年纪大的稳婆好声好气的说:“娘子,女人生完孩子下面都是坏的,我得给您缝上,男人不能在屋里。”老婆子说这话都觉得脸臊的慌,毕竟屋里有爷们儿呢。
白雪坚定道:“不行,让他们在屋里背过身就行了。”
稳婆觉得不合规矩,但见娘子坚持期前面有一个不懂事儿的稳婆被撵了出去,心里虽然有想法,但没说什么,就让太医都背过身去。
白雪突然感觉下体一阵疼痛:“啊!”
稳婆穿针引线道:“你忍忍,下体撕裂了,我给你缝上,保证缝得漂漂亮亮的,和最初那样紧致。”
“等等,先喝点麻药。”
太医们也都不好意思,但治疗患者的本能还是让他们及时的想到了一点,他们擦着额头上的汗,又让丫鬟递过来一碗汤药,这已经是白雪喝的第五碗药了。
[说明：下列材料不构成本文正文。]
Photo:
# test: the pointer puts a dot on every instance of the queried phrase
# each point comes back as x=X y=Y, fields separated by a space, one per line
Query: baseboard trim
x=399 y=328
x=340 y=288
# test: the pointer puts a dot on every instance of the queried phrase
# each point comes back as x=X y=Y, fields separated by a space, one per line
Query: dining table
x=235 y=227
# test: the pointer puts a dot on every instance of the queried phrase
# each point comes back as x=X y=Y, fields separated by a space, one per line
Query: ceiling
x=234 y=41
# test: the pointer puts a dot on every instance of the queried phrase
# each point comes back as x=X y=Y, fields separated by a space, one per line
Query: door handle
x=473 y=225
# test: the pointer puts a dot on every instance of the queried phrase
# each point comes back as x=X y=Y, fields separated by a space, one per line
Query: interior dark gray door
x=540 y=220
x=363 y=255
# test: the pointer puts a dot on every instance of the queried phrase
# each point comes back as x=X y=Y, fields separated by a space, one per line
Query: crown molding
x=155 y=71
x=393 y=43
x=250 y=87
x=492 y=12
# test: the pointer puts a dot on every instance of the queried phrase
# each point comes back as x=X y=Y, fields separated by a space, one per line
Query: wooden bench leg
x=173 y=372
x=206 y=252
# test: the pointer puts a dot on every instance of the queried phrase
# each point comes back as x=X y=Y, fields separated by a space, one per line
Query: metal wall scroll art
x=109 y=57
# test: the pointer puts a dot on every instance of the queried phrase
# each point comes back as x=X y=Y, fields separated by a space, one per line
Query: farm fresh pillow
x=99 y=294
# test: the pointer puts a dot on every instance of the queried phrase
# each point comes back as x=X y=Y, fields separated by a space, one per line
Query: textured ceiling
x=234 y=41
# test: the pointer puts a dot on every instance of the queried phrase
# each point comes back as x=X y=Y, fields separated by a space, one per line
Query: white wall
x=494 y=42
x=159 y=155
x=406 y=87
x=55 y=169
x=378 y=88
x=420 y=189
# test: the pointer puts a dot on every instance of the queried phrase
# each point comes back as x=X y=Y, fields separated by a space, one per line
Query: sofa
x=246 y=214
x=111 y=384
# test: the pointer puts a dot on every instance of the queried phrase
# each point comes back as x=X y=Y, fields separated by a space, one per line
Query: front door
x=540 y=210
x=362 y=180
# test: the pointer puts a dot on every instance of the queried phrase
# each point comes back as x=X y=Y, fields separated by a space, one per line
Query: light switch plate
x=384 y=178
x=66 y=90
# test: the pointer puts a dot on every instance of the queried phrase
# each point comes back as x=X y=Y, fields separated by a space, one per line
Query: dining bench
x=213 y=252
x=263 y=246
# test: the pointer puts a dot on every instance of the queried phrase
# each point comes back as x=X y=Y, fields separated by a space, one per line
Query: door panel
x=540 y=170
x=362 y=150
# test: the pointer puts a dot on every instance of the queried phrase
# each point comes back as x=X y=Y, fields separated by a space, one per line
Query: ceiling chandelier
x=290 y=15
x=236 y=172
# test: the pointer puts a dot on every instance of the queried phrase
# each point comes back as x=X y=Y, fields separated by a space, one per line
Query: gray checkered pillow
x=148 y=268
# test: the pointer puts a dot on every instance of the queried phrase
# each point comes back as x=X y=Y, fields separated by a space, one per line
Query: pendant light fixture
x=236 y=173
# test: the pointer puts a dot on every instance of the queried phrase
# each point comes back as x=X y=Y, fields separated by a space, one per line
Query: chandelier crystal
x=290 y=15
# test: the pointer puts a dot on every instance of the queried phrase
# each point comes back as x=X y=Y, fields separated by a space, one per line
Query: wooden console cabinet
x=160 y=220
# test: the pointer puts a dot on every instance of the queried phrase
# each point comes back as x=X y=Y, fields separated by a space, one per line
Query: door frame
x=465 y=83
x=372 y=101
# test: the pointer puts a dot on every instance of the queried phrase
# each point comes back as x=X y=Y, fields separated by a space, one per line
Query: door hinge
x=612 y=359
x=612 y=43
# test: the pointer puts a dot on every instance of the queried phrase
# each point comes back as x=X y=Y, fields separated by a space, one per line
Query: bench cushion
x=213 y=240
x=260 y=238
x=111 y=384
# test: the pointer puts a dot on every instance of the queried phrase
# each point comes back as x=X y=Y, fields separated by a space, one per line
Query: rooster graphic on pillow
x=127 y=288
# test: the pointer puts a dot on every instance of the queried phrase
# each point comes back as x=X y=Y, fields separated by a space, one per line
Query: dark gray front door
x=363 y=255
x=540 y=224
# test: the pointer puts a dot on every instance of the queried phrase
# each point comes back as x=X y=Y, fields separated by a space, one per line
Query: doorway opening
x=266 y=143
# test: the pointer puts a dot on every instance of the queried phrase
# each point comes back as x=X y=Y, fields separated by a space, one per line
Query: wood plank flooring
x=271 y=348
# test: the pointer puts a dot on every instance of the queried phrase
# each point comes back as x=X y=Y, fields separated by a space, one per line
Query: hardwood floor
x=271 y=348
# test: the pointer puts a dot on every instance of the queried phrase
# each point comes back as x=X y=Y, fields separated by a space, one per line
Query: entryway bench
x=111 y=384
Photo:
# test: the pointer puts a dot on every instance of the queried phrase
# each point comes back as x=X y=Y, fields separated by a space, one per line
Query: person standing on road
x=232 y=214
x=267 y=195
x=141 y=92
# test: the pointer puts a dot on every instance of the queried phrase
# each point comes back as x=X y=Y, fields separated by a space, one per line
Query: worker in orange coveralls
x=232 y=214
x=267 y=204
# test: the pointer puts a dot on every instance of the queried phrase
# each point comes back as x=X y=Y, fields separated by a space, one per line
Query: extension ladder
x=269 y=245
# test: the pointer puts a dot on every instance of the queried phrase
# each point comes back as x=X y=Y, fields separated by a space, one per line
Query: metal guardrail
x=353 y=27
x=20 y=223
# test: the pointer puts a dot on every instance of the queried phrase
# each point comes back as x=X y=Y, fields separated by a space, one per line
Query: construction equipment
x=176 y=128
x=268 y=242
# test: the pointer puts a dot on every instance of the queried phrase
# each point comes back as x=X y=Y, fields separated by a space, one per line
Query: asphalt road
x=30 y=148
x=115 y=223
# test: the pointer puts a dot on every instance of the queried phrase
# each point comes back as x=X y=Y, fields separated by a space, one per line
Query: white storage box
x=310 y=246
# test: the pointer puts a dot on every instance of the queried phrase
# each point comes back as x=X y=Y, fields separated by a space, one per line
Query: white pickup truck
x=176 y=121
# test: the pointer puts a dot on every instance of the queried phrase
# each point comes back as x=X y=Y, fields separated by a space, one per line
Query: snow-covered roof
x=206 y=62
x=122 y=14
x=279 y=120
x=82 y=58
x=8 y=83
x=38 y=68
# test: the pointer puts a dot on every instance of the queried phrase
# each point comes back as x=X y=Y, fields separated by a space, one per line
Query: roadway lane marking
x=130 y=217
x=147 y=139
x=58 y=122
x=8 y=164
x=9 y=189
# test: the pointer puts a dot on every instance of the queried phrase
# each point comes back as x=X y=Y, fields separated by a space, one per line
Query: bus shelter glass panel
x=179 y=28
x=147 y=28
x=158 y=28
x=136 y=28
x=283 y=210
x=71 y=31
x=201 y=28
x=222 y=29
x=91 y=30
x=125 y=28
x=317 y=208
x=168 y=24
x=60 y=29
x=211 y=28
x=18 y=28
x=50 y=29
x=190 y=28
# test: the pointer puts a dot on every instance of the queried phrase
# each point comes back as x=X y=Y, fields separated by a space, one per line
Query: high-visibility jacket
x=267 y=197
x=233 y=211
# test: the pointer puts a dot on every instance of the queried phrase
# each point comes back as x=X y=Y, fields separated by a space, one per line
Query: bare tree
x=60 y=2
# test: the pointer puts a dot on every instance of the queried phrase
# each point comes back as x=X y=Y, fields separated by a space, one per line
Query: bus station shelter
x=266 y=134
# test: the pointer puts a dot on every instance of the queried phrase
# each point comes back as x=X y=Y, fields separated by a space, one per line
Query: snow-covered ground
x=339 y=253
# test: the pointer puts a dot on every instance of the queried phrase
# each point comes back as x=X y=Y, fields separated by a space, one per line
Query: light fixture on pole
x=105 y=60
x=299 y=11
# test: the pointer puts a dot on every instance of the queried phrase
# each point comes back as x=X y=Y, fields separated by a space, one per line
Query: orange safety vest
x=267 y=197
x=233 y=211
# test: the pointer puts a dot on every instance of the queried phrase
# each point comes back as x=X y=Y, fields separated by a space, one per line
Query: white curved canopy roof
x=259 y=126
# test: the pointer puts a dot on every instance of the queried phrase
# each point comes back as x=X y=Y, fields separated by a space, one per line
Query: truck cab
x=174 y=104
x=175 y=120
白雪咕咚咕咚咽下去,舌头发麻,已经尝不出那是什么滋味儿,麻药会让人的意识涣散,减轻疼痛感,即使稳婆一针一线的缝着下体撕裂的地方,她也感觉不到,只有心里留着淡淡的屈辱感,伴随着生育的往往是失禁。
但凡稳婆检查下体,太医们都会背过身去,但在同一屋檐下,男女有别。
白雪对这样的“不妥”嗤之以鼻,太医进来保的是自个儿的命。刚才稳婆惊呼着“大出血保大保小”,是太医把她这条命给救回来,把血止住的。她迷迷糊糊的想,就应该下一个命令,女人生产房间里必须有大夫。
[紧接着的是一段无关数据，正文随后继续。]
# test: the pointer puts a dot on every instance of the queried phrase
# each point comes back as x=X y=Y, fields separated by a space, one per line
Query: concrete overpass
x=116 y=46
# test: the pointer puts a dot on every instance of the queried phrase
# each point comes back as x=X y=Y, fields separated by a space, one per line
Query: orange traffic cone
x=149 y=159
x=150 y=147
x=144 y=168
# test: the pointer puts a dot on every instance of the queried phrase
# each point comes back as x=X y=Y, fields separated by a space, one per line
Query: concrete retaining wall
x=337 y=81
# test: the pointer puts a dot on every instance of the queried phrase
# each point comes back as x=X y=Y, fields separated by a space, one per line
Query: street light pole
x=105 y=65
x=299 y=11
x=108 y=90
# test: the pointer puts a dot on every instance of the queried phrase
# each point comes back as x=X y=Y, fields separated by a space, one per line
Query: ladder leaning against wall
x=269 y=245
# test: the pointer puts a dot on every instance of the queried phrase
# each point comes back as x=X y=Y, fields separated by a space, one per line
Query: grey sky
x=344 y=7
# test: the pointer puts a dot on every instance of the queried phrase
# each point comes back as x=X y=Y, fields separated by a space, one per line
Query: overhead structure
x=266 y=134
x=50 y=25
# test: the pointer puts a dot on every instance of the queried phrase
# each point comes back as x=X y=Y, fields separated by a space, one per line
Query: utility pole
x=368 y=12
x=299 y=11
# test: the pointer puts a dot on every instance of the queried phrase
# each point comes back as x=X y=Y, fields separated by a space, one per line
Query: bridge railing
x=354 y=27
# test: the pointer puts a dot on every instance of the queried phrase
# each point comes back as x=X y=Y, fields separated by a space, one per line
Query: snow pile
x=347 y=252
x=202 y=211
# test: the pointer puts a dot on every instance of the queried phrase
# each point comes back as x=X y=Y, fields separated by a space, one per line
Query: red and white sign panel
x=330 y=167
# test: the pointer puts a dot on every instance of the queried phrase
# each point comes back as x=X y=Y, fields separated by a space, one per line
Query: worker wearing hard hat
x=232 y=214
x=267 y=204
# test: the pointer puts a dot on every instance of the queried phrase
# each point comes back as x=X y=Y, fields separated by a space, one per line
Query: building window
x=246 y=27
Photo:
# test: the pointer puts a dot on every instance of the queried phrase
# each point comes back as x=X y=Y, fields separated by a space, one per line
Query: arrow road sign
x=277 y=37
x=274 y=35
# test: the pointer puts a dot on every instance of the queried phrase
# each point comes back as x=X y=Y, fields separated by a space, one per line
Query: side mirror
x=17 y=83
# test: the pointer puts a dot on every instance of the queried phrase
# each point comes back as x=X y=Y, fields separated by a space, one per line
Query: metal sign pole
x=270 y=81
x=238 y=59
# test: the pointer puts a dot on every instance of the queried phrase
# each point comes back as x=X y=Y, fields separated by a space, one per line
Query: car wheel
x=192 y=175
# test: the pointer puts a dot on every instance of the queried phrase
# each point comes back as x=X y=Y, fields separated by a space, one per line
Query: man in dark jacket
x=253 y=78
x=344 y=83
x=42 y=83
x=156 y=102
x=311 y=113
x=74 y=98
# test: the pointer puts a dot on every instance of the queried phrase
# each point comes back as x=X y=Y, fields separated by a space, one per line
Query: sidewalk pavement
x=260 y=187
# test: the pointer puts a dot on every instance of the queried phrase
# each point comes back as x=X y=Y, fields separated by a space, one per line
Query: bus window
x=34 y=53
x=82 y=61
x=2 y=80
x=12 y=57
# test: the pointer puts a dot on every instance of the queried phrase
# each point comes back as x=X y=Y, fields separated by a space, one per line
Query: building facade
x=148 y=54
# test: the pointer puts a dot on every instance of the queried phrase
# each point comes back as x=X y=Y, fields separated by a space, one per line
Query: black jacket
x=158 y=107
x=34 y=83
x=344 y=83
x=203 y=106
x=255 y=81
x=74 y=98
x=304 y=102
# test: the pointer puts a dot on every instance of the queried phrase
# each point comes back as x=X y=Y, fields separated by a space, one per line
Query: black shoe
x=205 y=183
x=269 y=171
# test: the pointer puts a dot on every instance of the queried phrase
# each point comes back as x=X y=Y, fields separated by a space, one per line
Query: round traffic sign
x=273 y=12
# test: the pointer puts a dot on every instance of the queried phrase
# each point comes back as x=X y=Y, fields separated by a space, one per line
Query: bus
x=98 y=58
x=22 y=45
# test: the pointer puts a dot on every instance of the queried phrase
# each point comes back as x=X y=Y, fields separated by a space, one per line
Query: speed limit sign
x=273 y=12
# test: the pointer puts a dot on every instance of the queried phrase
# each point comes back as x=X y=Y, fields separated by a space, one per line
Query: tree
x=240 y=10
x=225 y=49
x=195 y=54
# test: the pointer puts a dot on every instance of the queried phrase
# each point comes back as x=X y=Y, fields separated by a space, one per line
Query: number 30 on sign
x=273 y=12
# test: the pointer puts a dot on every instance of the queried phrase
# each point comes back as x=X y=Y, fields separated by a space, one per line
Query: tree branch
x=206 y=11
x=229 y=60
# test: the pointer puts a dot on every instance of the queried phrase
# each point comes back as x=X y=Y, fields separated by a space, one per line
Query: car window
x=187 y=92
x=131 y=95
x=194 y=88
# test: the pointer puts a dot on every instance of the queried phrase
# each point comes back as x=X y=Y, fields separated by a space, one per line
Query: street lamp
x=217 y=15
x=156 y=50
她闭着眼睛想要睡过去,隐隐约约又好像看到了一个影子。
人疼大劲儿的时候,总会看到很多影子陪着自己。
她数次看见肖张,两人不在产房里,在马背上,肖张带着她去感受风,两个人健康且自由的活着,没有痛苦,没有保大,还是保小的威胁。
“娘子。”
“……嗯。”白雪迷迷糊糊的“嗯”了一声。
人在生病的时候总是脆弱不堪,楚楚可怜。
在肖张的记忆里,白雪历经风霜遭了很多罪,但真正生病的只有一次,就是白雪冒然跳下水就沈艳艳的那一次。
而生育子嗣显然比落水严重的多。
整个产房都是血腥味,白雪曾大出血,光是清理的布洗出来的血水就一盆一盆的往出端。
肖张看着有些眼晕,倒在了床榻边儿,丫鬟每一阵几乎想要来搀扶他,他抬了抬手让人别碰自个。
他痴痴的看着白雪,看着昏昏沉沉、面目苍白、发髻已经被汗水打湿,狼狈不堪的白雪。强硬的白雪弱成了一张纸,轻轻一戳就破了。
他曾迫切的想要一个孩子来证明自己没有问题,但从未想过代价是这样的。
从小到大没有一个人告诉他,女人生产是如此的危险。他对于女人怀孕的唯一理解就是大嫂给他的——可能会流产、会伤心、逃跑的时候很不方便。